Tú no creías en la reencarnación. Y ahora te ves aquí, comiéndote el dedo gordo del pie izquierdo de un jubilado muerto.
Arsenio Griñón, te llamaste. De “Griñón&Griñón”: “Cerería, artículos religiosos”. Viviste en Puente de la Condesa, un pueblo castellano. Tú siempre tan cumplidor. Trabajaste en el negocio de tus padres, aunque no te gustaba. Viviste con tu madre viuda. Incluso ibas al bar más adecuado para la buena marcha del negocio.
Eso sí, cada año hacías un viaje a Lourdes, Fátima, Santiago, Roma, Jerusalén, etc. Y, por el camino, a veces, matabas un niño. Diez en total, “ni uno más ni uno menos”, una expresión muy tuya. Era tu parte creativa: estrangulamiento, empujón y al pozo, acuchillamiento con daga veneciana, anestesia y enterramiento, golpe en la nuca con bate de béisbol. Luego te especializaste en venenos: con Coca-Cola, chucherías, chocolate, bocadillo y más chucherías.
No fuiste plenamente consciente de tu monstruo. Una vez asesinado un niño, constatabas eso sí una gran liberación. Todo el peso de tu frustración se aligeraba y podías volver a tu muerte en vida por un tiempo.
No te pillaron nunca. Pensabas haberte librado.
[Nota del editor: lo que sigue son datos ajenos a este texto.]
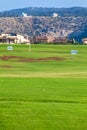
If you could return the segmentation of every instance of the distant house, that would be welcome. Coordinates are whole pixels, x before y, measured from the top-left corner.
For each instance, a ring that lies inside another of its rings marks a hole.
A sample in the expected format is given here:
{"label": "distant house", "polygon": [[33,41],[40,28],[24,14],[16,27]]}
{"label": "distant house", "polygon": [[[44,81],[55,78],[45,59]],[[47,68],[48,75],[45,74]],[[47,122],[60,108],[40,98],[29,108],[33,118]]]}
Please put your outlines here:
{"label": "distant house", "polygon": [[82,39],[83,44],[87,44],[87,38]]}
{"label": "distant house", "polygon": [[33,37],[33,42],[34,43],[47,43],[47,37],[46,36],[34,36]]}
{"label": "distant house", "polygon": [[28,37],[17,34],[16,43],[30,43],[30,40],[28,39]]}
{"label": "distant house", "polygon": [[7,42],[6,36],[0,35],[0,43],[6,43],[6,42]]}
{"label": "distant house", "polygon": [[60,38],[60,37],[55,37],[53,40],[53,43],[67,43],[68,39],[67,38]]}
{"label": "distant house", "polygon": [[48,43],[53,43],[54,36],[53,35],[47,35],[47,42]]}
{"label": "distant house", "polygon": [[22,35],[10,33],[10,34],[1,34],[0,42],[7,43],[7,44],[11,44],[11,43],[21,44],[21,43],[30,43],[30,40],[27,37],[24,37]]}
{"label": "distant house", "polygon": [[15,35],[11,35],[11,34],[9,34],[8,36],[7,36],[7,43],[17,43],[17,35],[15,34]]}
Y mira por dónde, la reencarnación existe. Ahora eres una rata de alcantarilla, grande, gris y grasienta. Te comes el dedo del pie de este viejo, muerto hace tres días y en estado de descomposición. Menos mal que tu pituitaria puede soportar el hedor del cuerpo y de la basura amontonada en el dormitorio.
Tu fino oído te avisa de unos ruidos desacostumbrados. Dejas de comer y, rápidamente, bajas de la cama y corres a esconderte detrás de la cortina. Oyes pisadas en el pasillo. Encienden la luz y te quedas deslumbrada después de tanto tiempo en la oscuridad. Aún así, como rata que eres puedes percibir la suela de una bota que se te acerca como un relámpago para aplastarte. Gracias a eso, antes de morir otra vez, puedes ver esa imagen de una pantalla de ordenador que se apaga.